Tristan Woodman
- Born: 12 February 2004 (age 21) Lytham St Annes, England
- Height: 1.80 m (5 ft 11 in)
- Weight: 106 kg (16 st 10 lb)
- School: AKS Lytham

Rugby union career
- Position: Flanker
- Current team: Sale Sharks

Senior career
- Years: Team / Apps / (Points)
- 2023–: Sale Sharks / 21 / (0)
- 2022: → Fylde (loan) / 2 / (0)
- 2023–: → Caldy (loan) / 22 / (5)
- Correct as of 17 January 2026

International career
- Years: Team / Apps / (Points)
- 2022: England U18 / 4 / (10)
- 2023: England U20 / 9 / (5)
- Correct as of 14 July 2023

= Tristan Woodman =

English rugby union player (born 2004)

Tristan Woodman (born 12 February 2004) is an English professional rugby union footballer who plays as a flanker for PREM Rugby club Sale Sharks.

==Early life==
Woodman was born in Lytham St Annes and was educated at AKS Lytham.

==Club career==
As a teenager he played at Fylde RFC in the National League 2 North, playing in a dual-registration with the Sale Sharks Academy, his performances including four tries in his first six appearances in the 2022-23 season. Woodman made his senior professional debut playing at flanker for Sale Sharks later that season on his nineteenth birthday, starting against Exeter Chiefs in the semi-final of the Premiership Rugby Cup on 12 February 2023.

The following seasons, Woodman combined playing for Sale with also gaining playing time with Champ Rugby club Caldy RFC.

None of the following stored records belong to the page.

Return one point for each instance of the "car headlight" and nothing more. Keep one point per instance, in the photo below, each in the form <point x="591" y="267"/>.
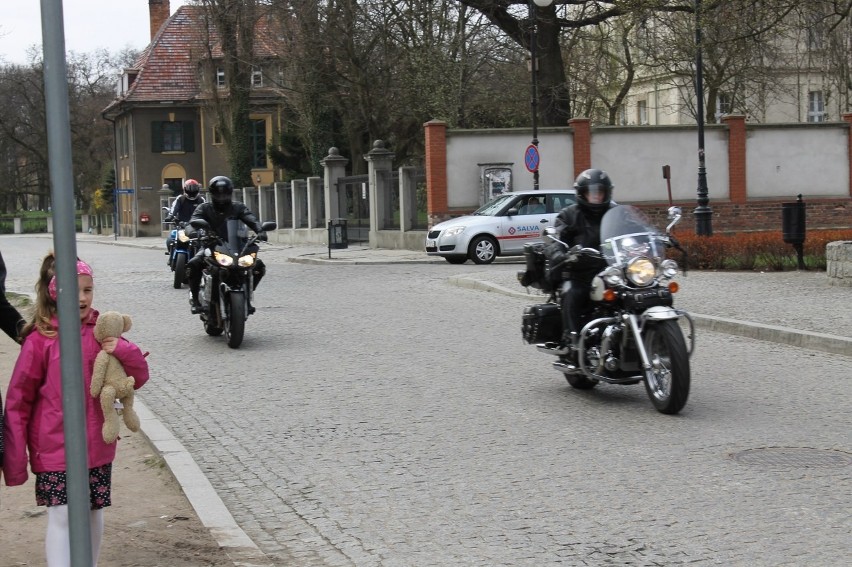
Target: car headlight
<point x="668" y="269"/>
<point x="641" y="271"/>
<point x="246" y="261"/>
<point x="223" y="259"/>
<point x="612" y="276"/>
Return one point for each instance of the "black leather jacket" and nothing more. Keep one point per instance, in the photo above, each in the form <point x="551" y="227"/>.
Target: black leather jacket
<point x="577" y="225"/>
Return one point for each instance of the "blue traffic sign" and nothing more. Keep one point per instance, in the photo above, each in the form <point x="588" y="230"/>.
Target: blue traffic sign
<point x="531" y="158"/>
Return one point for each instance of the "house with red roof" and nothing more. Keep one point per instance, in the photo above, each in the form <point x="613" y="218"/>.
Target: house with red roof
<point x="164" y="115"/>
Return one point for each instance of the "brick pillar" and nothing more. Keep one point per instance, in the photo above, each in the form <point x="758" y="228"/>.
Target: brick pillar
<point x="848" y="119"/>
<point x="158" y="12"/>
<point x="582" y="128"/>
<point x="436" y="171"/>
<point x="738" y="191"/>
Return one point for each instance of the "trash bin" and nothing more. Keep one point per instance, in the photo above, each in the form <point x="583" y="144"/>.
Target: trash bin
<point x="793" y="221"/>
<point x="337" y="235"/>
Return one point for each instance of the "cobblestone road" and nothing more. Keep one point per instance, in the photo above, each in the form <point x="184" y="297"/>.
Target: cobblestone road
<point x="378" y="416"/>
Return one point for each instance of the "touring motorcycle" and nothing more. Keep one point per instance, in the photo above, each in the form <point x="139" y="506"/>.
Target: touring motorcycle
<point x="631" y="332"/>
<point x="227" y="279"/>
<point x="180" y="250"/>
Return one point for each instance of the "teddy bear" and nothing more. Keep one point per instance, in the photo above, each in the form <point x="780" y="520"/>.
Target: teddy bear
<point x="109" y="380"/>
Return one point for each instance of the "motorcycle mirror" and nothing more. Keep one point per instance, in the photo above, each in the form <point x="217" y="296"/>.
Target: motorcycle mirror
<point x="675" y="215"/>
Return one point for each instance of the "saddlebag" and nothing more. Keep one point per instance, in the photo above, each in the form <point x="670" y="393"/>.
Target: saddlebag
<point x="542" y="323"/>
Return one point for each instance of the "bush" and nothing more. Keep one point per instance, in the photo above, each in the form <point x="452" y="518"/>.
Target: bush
<point x="764" y="251"/>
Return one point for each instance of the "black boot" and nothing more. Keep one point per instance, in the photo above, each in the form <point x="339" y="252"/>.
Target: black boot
<point x="194" y="304"/>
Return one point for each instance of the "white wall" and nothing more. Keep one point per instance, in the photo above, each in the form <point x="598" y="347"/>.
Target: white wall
<point x="466" y="149"/>
<point x="783" y="160"/>
<point x="634" y="158"/>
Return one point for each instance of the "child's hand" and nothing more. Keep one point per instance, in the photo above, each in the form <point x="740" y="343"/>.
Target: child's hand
<point x="108" y="344"/>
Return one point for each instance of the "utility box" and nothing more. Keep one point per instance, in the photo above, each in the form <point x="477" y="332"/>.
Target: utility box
<point x="337" y="235"/>
<point x="793" y="221"/>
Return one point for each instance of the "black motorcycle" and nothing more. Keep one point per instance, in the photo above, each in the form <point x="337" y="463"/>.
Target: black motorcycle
<point x="631" y="333"/>
<point x="227" y="279"/>
<point x="181" y="248"/>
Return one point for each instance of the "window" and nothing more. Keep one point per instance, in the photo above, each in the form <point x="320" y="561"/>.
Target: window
<point x="816" y="31"/>
<point x="816" y="107"/>
<point x="642" y="111"/>
<point x="256" y="77"/>
<point x="723" y="105"/>
<point x="172" y="137"/>
<point x="258" y="143"/>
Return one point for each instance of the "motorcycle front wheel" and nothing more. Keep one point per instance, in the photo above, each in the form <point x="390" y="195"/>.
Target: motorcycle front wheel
<point x="667" y="382"/>
<point x="180" y="270"/>
<point x="235" y="323"/>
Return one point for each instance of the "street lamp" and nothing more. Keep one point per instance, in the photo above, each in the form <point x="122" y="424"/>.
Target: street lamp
<point x="534" y="72"/>
<point x="703" y="212"/>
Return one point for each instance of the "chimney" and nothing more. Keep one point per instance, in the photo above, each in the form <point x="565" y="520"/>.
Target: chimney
<point x="159" y="12"/>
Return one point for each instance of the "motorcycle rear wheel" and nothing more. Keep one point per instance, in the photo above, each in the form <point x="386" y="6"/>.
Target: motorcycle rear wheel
<point x="180" y="270"/>
<point x="667" y="383"/>
<point x="235" y="323"/>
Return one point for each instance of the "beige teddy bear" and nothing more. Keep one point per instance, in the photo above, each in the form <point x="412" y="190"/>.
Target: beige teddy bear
<point x="109" y="380"/>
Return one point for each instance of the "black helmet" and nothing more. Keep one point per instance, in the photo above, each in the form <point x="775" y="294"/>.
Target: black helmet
<point x="191" y="187"/>
<point x="221" y="189"/>
<point x="594" y="190"/>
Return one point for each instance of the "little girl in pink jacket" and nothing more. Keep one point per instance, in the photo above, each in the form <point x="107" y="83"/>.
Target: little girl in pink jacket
<point x="33" y="423"/>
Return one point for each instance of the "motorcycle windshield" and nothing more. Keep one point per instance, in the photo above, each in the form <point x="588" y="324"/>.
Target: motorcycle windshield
<point x="627" y="233"/>
<point x="237" y="235"/>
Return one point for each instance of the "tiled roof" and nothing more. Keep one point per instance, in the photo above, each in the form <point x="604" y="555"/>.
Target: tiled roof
<point x="168" y="67"/>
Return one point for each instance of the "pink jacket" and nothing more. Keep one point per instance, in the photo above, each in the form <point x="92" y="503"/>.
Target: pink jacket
<point x="33" y="420"/>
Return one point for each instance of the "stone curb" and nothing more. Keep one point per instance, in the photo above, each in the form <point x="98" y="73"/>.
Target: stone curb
<point x="210" y="509"/>
<point x="783" y="335"/>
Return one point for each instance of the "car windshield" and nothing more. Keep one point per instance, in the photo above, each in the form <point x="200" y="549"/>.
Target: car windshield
<point x="626" y="233"/>
<point x="491" y="208"/>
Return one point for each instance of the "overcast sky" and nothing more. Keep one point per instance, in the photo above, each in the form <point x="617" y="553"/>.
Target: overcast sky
<point x="89" y="25"/>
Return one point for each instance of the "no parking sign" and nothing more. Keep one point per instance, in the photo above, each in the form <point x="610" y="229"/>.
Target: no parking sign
<point x="532" y="158"/>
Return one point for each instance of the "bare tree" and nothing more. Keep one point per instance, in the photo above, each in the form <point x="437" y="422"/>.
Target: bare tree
<point x="231" y="27"/>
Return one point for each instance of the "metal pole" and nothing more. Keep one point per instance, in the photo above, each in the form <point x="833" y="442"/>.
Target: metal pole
<point x="65" y="247"/>
<point x="534" y="72"/>
<point x="703" y="212"/>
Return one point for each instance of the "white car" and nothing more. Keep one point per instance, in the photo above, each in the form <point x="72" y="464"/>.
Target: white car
<point x="498" y="228"/>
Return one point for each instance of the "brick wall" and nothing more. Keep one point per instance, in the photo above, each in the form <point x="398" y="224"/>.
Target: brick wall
<point x="758" y="215"/>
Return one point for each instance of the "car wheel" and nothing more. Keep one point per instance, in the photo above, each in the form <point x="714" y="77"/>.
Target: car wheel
<point x="483" y="250"/>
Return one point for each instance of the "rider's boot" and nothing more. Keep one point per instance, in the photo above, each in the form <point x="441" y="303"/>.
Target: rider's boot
<point x="194" y="304"/>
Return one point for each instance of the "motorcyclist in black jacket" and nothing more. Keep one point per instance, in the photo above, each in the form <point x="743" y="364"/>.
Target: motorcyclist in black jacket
<point x="580" y="223"/>
<point x="183" y="207"/>
<point x="217" y="212"/>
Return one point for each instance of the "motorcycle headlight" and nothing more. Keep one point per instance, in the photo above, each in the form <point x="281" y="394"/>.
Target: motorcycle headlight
<point x="668" y="269"/>
<point x="223" y="259"/>
<point x="641" y="271"/>
<point x="246" y="261"/>
<point x="612" y="276"/>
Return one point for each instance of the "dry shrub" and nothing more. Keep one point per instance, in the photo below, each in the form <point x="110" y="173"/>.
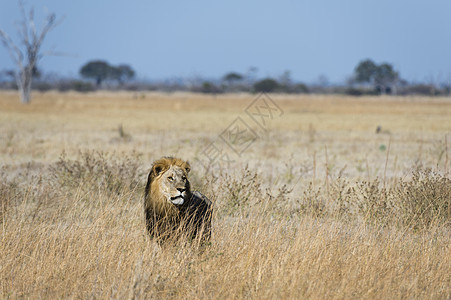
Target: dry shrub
<point x="423" y="201"/>
<point x="418" y="203"/>
<point x="99" y="171"/>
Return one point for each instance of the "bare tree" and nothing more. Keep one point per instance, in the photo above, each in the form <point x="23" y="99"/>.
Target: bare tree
<point x="26" y="59"/>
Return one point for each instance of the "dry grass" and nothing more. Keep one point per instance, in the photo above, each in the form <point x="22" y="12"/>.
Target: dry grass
<point x="369" y="220"/>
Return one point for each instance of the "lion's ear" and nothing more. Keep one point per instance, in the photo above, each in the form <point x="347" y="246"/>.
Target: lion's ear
<point x="187" y="167"/>
<point x="157" y="170"/>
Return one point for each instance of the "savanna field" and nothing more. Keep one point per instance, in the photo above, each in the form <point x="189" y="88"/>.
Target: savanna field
<point x="318" y="197"/>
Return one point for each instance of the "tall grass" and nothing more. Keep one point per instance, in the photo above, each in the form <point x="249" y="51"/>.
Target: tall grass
<point x="75" y="229"/>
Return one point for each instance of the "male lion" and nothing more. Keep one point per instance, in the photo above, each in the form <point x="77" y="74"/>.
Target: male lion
<point x="170" y="207"/>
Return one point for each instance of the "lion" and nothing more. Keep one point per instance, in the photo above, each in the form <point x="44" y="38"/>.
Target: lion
<point x="170" y="207"/>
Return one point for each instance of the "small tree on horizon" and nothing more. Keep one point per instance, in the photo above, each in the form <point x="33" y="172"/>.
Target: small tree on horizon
<point x="27" y="58"/>
<point x="100" y="70"/>
<point x="381" y="77"/>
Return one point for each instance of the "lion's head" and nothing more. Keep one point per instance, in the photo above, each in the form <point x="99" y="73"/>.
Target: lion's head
<point x="169" y="202"/>
<point x="168" y="184"/>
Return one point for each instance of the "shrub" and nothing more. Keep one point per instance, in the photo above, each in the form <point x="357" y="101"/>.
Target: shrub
<point x="267" y="85"/>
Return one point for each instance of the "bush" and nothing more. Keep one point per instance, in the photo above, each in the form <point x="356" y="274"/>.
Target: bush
<point x="105" y="172"/>
<point x="267" y="85"/>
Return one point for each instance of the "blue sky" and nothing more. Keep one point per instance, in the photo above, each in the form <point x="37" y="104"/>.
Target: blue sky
<point x="166" y="39"/>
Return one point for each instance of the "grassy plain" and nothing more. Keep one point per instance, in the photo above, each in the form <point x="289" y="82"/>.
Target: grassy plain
<point x="319" y="205"/>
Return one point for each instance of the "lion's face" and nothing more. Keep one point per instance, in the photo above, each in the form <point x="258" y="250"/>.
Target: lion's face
<point x="174" y="185"/>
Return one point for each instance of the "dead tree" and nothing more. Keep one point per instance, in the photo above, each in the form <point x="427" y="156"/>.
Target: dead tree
<point x="26" y="59"/>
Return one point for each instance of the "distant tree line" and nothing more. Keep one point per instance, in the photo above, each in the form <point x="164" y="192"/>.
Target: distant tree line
<point x="368" y="78"/>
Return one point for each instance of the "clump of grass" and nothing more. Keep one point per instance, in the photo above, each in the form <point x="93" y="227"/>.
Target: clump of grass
<point x="238" y="193"/>
<point x="99" y="170"/>
<point x="424" y="201"/>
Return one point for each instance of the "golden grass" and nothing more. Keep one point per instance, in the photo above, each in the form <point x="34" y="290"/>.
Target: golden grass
<point x="73" y="227"/>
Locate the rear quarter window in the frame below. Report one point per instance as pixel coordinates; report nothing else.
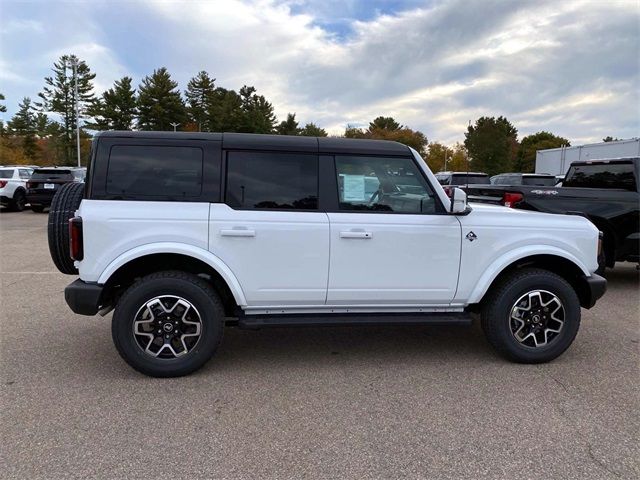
(154, 171)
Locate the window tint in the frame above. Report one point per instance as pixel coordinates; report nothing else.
(148, 171)
(605, 175)
(284, 181)
(382, 184)
(542, 181)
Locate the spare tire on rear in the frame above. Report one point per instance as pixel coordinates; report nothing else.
(63, 207)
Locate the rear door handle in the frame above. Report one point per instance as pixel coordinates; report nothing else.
(352, 234)
(237, 232)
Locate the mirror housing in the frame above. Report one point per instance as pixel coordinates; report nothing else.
(458, 201)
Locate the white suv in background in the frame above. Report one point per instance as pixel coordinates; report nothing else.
(13, 186)
(184, 233)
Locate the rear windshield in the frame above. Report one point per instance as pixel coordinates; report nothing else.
(601, 175)
(51, 174)
(542, 181)
(470, 179)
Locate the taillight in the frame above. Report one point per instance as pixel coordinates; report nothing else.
(509, 199)
(76, 248)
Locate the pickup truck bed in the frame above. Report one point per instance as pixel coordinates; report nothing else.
(615, 211)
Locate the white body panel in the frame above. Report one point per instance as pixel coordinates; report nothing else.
(557, 161)
(505, 235)
(380, 258)
(280, 258)
(296, 262)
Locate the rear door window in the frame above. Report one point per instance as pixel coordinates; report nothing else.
(602, 175)
(280, 181)
(172, 172)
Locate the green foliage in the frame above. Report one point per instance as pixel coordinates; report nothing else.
(58, 95)
(526, 159)
(23, 125)
(384, 123)
(257, 112)
(289, 126)
(312, 130)
(492, 144)
(116, 109)
(159, 102)
(386, 128)
(201, 101)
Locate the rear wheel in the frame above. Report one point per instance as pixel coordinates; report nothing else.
(63, 207)
(532, 316)
(168, 324)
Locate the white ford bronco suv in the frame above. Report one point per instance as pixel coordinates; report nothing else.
(184, 233)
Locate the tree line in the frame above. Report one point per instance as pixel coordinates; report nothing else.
(43, 131)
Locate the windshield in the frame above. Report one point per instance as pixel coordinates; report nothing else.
(601, 175)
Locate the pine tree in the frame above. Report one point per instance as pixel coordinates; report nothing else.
(58, 96)
(23, 125)
(289, 126)
(159, 102)
(116, 109)
(200, 95)
(257, 112)
(312, 130)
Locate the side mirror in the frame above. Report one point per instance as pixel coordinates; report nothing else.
(458, 201)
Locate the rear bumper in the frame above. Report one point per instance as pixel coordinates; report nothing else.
(84, 298)
(592, 289)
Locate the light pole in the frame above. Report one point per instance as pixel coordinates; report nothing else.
(74, 64)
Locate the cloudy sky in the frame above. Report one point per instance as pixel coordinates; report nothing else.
(569, 67)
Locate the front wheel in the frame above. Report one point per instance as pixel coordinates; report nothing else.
(168, 324)
(532, 316)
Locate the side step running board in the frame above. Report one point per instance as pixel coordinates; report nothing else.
(354, 319)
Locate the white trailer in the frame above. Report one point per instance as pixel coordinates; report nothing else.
(556, 161)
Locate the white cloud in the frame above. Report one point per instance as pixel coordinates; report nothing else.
(570, 67)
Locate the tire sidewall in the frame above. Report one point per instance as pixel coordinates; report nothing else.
(136, 297)
(502, 309)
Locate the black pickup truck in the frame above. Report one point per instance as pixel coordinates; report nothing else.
(604, 191)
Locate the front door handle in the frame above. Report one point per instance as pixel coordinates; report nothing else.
(356, 234)
(237, 232)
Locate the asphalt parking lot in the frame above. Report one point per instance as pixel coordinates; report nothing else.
(361, 402)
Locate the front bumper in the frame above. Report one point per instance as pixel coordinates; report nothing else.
(591, 289)
(84, 298)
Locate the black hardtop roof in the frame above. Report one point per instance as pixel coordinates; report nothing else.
(253, 141)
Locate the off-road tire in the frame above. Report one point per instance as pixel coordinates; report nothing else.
(496, 311)
(192, 288)
(63, 207)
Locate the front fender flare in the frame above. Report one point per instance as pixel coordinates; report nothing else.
(182, 249)
(502, 262)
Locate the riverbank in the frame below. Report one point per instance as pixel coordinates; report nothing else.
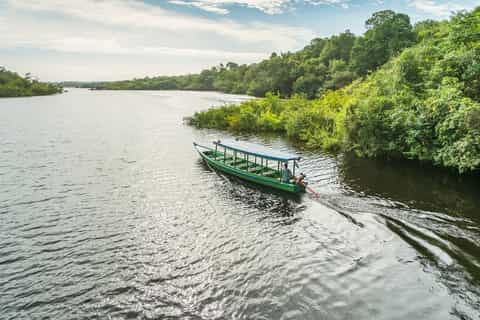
(423, 104)
(13, 85)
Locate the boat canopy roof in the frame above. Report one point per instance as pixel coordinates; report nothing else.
(257, 150)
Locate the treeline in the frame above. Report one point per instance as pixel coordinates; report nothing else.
(325, 64)
(13, 85)
(424, 103)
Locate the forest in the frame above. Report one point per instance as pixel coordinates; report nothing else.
(324, 64)
(13, 85)
(398, 91)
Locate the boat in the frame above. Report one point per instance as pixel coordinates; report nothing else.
(251, 162)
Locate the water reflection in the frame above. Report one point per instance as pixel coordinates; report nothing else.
(419, 186)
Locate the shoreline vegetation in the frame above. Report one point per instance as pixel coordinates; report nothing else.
(13, 85)
(397, 91)
(423, 103)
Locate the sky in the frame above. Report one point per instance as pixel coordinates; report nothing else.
(100, 40)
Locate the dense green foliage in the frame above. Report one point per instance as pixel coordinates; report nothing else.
(424, 103)
(325, 64)
(13, 85)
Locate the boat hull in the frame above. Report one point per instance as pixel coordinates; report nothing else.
(247, 176)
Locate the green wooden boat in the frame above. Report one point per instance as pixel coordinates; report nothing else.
(251, 162)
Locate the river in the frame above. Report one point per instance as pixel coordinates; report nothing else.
(107, 212)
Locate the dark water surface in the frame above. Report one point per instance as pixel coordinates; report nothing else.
(107, 213)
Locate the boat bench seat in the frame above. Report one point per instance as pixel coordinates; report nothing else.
(243, 166)
(269, 173)
(255, 169)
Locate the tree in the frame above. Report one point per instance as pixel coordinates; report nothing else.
(388, 33)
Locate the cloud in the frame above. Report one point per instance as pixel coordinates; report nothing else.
(266, 6)
(437, 9)
(127, 33)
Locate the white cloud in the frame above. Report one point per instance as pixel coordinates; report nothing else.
(437, 9)
(155, 40)
(267, 6)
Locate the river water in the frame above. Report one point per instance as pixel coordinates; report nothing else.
(107, 212)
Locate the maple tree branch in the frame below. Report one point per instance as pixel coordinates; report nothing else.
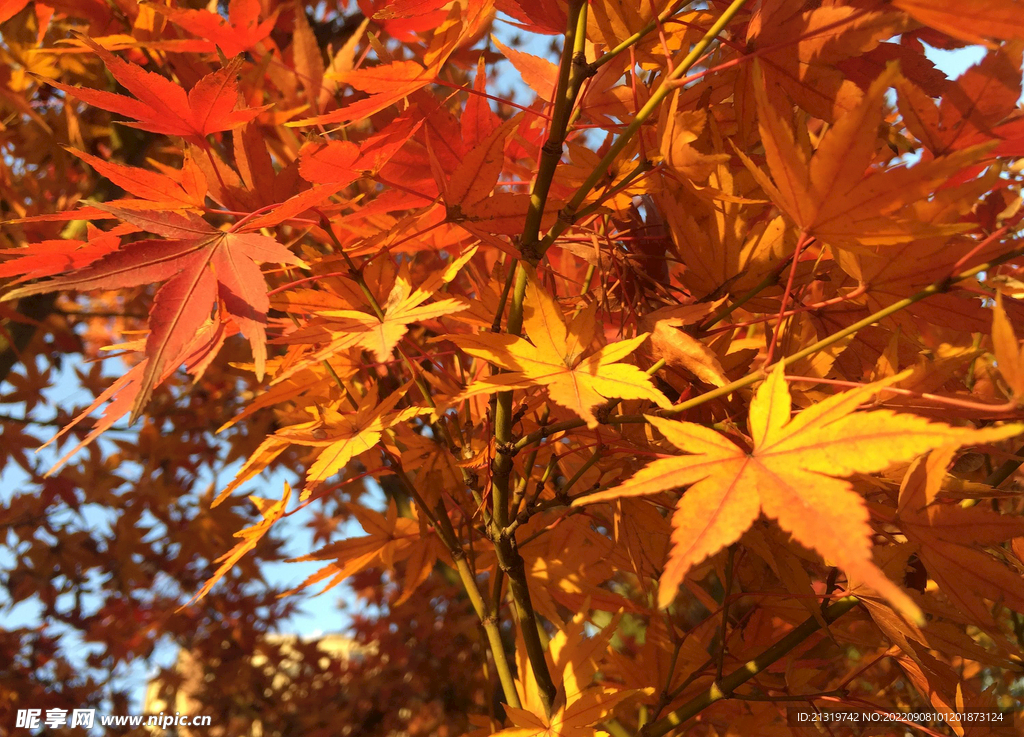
(569, 80)
(487, 615)
(568, 213)
(720, 665)
(630, 41)
(505, 545)
(724, 688)
(938, 287)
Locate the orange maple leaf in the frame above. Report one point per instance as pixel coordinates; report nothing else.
(163, 106)
(554, 357)
(791, 475)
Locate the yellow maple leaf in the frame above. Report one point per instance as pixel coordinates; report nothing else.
(554, 357)
(389, 539)
(380, 334)
(270, 511)
(950, 537)
(791, 475)
(827, 193)
(574, 661)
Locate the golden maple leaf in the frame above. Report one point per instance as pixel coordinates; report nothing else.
(949, 538)
(555, 357)
(791, 475)
(581, 703)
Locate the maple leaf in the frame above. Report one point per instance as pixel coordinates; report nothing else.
(1009, 356)
(389, 539)
(385, 85)
(680, 349)
(271, 511)
(201, 267)
(185, 189)
(240, 32)
(791, 475)
(554, 357)
(574, 660)
(976, 23)
(163, 106)
(949, 538)
(828, 194)
(342, 435)
(379, 334)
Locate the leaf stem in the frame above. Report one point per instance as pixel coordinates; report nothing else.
(939, 287)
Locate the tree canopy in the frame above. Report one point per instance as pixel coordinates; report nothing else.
(663, 355)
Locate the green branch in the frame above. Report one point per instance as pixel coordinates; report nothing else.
(569, 212)
(724, 688)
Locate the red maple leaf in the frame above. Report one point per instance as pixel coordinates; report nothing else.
(201, 267)
(240, 32)
(163, 106)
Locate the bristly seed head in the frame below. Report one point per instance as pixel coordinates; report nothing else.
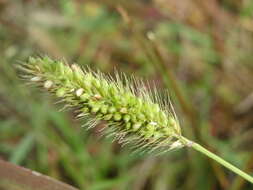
(132, 113)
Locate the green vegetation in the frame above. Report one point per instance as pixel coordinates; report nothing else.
(201, 51)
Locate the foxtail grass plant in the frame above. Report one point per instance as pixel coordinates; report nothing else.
(133, 114)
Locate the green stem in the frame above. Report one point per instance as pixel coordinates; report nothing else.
(218, 159)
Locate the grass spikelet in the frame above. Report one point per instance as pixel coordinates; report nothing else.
(130, 110)
(133, 114)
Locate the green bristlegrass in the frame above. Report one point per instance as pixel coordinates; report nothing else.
(133, 113)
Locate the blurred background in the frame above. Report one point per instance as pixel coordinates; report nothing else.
(200, 51)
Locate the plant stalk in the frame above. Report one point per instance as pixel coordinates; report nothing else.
(218, 159)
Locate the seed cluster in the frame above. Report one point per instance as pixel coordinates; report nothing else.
(130, 115)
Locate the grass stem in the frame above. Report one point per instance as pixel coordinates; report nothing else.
(221, 161)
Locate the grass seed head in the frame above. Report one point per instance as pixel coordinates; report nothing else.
(132, 113)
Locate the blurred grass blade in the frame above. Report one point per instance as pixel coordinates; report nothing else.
(18, 178)
(19, 154)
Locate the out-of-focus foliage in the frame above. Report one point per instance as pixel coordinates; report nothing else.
(200, 50)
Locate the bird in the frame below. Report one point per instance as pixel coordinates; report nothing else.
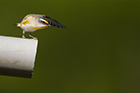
(34, 22)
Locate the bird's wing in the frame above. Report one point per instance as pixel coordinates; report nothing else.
(53, 22)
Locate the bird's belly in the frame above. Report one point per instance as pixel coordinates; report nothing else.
(27, 28)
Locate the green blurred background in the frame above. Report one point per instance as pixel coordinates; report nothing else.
(98, 52)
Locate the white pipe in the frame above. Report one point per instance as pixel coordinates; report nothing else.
(17, 56)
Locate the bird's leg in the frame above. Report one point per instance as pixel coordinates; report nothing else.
(32, 36)
(23, 36)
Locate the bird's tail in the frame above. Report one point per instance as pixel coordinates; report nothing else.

Woodman made his starts for Sale in the Rugby Premiership in consecutive weeks against Newcastle Red Bulls and Saracens in October 2025.

==International career==
After representing England at under-18 level in the 2022 Six Nations Festival, Woodman was named in the NextGenXV list of the leading U18 players in the world. In February 2023 he made his debut for the England U20 side in the opening round of the 2023 Six Nations Under 20s Championship against Scotland and then made his first start at that level against Wales. Later that year he was included in the England squad for the 2023 World Rugby U20 Championship. He scored a try in a pool stage victory over Fiji and also played in their semi-final defeat against France.